Penal. Contrabando. Art. 334, caput, do CP. Importação de veículo usado.
Tribunal Regional Federal - TRF 4ª Região.
APELAÇÃO CRIMINAL Nº 2004.70.08.002073-9/PR
RELATOR: Des. Federal PAULO AFONSO BRUM VAZ
APELANTE: MINISTÉRIO PÚBLICO FEDERAL
APELADO: GUILHERME CLAUDIO SIATKOVSKI
ADVOGADO: Defensoria Pública da União
EMENTA
PENAL. CONTRABANDO. ART. 334, CAPUT, DO CP. IMPORTAÇÃO DE VEÍCULO USADO. NÃO CONFIGURAÇÃO. MANUTENÇÃO DA ABSOLVIÇÃO.
Comprovada a internalização regular de caminhonete usada, de fabricação estrangeira, no território nacional, através de Termo de Entrada e Admissão Temporária de Veículo, não está configurado o delito de contrabando, porquanto ausente elemento objetivo do tipo - importação de mercadoria proibida.
ACÓRDÃO
Vistos e relatados estes autos em que são partes as acima indicadas, decide a Egrégia 8ª Turma do Tribunal Regional Federal da 4ª Região, por unanimidade, negar provimento à apelação, nos termos do relatório, votos e notas taquigráficas que ficam fazendo parte integrante do presente julgado.
Porto Alegre, 16 de dezembro de 2009.
Des. Federal PAULO AFONSO BRUM VAZ
Relator
RELATÓRIO
Cuida-se de denúncia oferecida pelo Ministério Público Federal contra Guilherme Claudio Siatkovski, pela prática, em tese, do delito previsto no art. 334, caput, do Código Penal.
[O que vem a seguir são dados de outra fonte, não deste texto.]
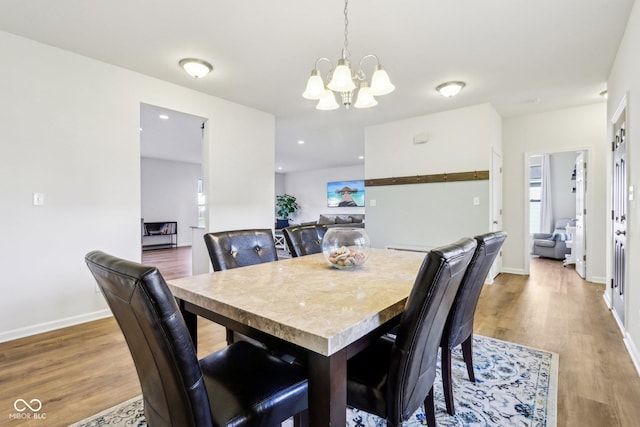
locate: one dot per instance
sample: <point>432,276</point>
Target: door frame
<point>525,191</point>
<point>496,203</point>
<point>608,294</point>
A exordial, recebida em 09.12.2005 (fls. 08/09), assim narrou os fatos criminosos:
"Consta dos autos que, mediante diligência policial realizada em 27 de setembro de 2004, na Alameda dos Limoeiros, s/n, na cidade de Pontal do Sul/PR, foi encontrada uma caminhonete Nissan Pathfinder, vermelha, de fabricação estrangeira, com placa XDL 22S, do Texas/EUA, abandonada e arrombada na porta traseira esquerda, de propriedade do denunciado GUILHERME CLAUDIO SIATKOVSKI.
Conforme laudo pericial de fls. 27/30, a mercadoria apreendida é de origem estrangeira, fabricada no Japão, sendo avaliada em R$ 14.000,00.
Mister salientar que o denunciado providenciou, em agosto de 1997, perante as autoridades aduaneiras, a entrada de veículo importado usado em território nacional, utilizando-o desde então, não obstante ter ultrapassado em muitos anos o prazo provisório assinalado para a sua permanência (18/02/98 - fls. 48-verso).
Em suma, constata-se que o denunciado, em fevereiro de 1998, de forma dolosa e consciente, importou mercadoria proibida (veículo usado), utilizando-a desde então em proveito próprio, até ser a mesma apreendida em fevereiro de 2004."
Regularmente instruída a ação penal, sobreveio sentença (fls. 233/239), que julgou improcedente a peça acusatória para absolver o denunciado, com fulcro no artigo 386, III, do Código de Processo Penal.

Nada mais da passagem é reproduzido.